The alternate IMS does not process any of the IMS transactions that are entered in the active IMS; it monitors the active IMS for an indication of trouble. The alternate IMS records resource changes in the active IMS and updates its control blocks and buffers, continuously changing its status to match that of the active IMS. This alternate IMS is in a state of readiness so that work can quickly shift from the active IMS to the alternate IMS without waiting for dependent regions to be started, data sets to be allocated and opened, and sessions to be established. This shift of the workload from the active IMS to the alternate IMS is called a takeover. After a takeover has occurred, you can establish a new alternate IMS.
When an IMS failure occurs, or when failures that affect the z/OS® operating system or entire central processor complex (CPC) occur, the alternate IMS assumes the workload of the active IMS. If end users are using appropriate terminals, they experience little disruption when a takeover occurs. The effect is of a single-system image; the end user does not need to know which IMS is being used and might not even know that a switch in the IMS host system occurred.
A takeover can occur when the active IMS abends.
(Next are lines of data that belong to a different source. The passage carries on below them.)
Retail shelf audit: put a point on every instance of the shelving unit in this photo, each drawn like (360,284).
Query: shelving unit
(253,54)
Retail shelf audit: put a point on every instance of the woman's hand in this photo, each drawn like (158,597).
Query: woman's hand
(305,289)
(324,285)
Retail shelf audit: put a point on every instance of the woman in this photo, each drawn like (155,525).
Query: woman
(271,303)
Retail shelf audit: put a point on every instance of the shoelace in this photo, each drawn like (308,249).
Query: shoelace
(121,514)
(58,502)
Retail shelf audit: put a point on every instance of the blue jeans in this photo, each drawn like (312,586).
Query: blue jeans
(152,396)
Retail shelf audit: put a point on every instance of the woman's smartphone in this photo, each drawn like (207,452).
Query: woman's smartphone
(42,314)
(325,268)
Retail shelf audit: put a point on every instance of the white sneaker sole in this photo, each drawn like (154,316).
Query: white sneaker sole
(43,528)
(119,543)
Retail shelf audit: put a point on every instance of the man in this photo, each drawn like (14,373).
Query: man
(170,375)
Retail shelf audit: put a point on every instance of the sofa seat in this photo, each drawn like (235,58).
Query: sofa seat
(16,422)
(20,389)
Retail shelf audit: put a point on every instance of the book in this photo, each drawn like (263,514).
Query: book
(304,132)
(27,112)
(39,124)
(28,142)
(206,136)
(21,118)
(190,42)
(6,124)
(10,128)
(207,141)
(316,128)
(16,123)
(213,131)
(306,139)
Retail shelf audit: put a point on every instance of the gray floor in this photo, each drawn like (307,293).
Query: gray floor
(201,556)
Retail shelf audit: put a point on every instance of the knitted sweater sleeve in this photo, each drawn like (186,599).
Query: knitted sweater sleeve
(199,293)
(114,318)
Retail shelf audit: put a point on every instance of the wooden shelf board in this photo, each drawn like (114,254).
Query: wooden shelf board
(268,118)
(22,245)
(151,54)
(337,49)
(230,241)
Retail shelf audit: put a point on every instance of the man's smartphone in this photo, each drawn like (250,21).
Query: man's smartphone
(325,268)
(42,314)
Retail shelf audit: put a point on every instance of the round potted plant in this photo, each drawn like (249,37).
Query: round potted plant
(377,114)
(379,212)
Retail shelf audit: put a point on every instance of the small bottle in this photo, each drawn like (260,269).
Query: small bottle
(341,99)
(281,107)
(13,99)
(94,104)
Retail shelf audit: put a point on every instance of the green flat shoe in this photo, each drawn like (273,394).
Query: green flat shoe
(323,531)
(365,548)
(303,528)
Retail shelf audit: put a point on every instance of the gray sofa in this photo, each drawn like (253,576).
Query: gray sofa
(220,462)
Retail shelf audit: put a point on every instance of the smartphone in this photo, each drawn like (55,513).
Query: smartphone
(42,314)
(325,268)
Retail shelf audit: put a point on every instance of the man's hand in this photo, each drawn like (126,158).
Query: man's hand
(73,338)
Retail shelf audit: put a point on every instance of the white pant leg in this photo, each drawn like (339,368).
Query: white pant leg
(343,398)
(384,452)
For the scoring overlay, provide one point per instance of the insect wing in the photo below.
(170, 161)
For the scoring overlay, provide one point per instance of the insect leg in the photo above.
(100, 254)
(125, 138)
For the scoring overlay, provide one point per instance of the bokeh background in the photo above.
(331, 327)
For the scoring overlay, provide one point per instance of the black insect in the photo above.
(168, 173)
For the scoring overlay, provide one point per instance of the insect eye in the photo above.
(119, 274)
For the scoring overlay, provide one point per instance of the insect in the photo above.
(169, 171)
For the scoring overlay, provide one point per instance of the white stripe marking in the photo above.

It can also occur for some of the other common causes of outages at an IMS installation, such as:
- Surveillance-detectable IMS failures
- Surveillance-detectable z/OS failures, loops, or wait states
- CPC failures
- VTAM® failures that results in a TPEND exit
- Internal Resource Lock Manager (IRLM) failures that results in a STATUS exit
You can also invoke XRF to introduce planned changes into a production environment with minimal disruption to end users.
One of the major service elements is the central processor complex (CPC). The CPC is a physical collection of hardware that consists of main storage, one or more central processors, timers, and channels. A CPC runs under the control of a single operating system. It can be either a uniprocessor or a multiprocessor (including a dyadic processor).
When discussing a 3705, 3725, or 3745 Communication Controller, which is required when your XRF complex uses USERVAR, this information uses the term 37x5 Communication Controller.
- Use the Communication Controller for Linux® on System z® (CCL) as a replacement for the 3745 controller to allowed continued use of XRF
- Migrate from XRF to VTAM Generic Resources (VGR), which requires a parallel sysplex environment
- Use IMS Multi-Node Persistent Sessions (MNPS) support for XRF. Due to performance limitations, this is not a recommended solution.
The following terms are specific to XRF:
- recoverable service element (RSE)
- The active IMS system and
the alternate IMS system that
work as a unit in an XRF complex.
The two IMS systems in an RSE share an RSENAME and either an MNPS ACB name or USERVAR tables, depending on which method you choose to manage terminal sessions for XRF. You can start either IMS system in an RSE as the active IMS system (subject to operational restrictions), and then start the other as the alternate IMS system. Both identify themselves to the availability manager (AVM) component of z/OS .
- dependent service element (DSE)
- An element of the active IMS system
that has a counterpart in the alternate IMS system
but cannot trigger a takeover on its own.
A DSE depends on IMS to recognize when it fails and to request a takeover on its behalf. The CPC, z/OS, VTAM, and IRLM are DSEs.
- takeover
- A shift of workload from the active IMS system
to the alternate IMS system. Two kinds of takeovers are:
- planned takeover
- An intentional shift of the IMS workload to the alternate IMS system to allow maintenance of the active IMS system.
- unplanned takeover
- A shift of the IMS workload to the alternate IMS due to a failure of the active IMS system or the CPC, z/OS operating system, or VTAM associated with the active IMS system.
- DASD service element
- The DASD associated with an XRF complex.
The DASD service element is neither recoverable nor dependent; it is shared by both the active IMS system and the alternate IMS system. A major failure in the DASD service element might terminate service to end users. This is also true of the 37x5 Communication Controller, if your XRF complex uses USERVAR.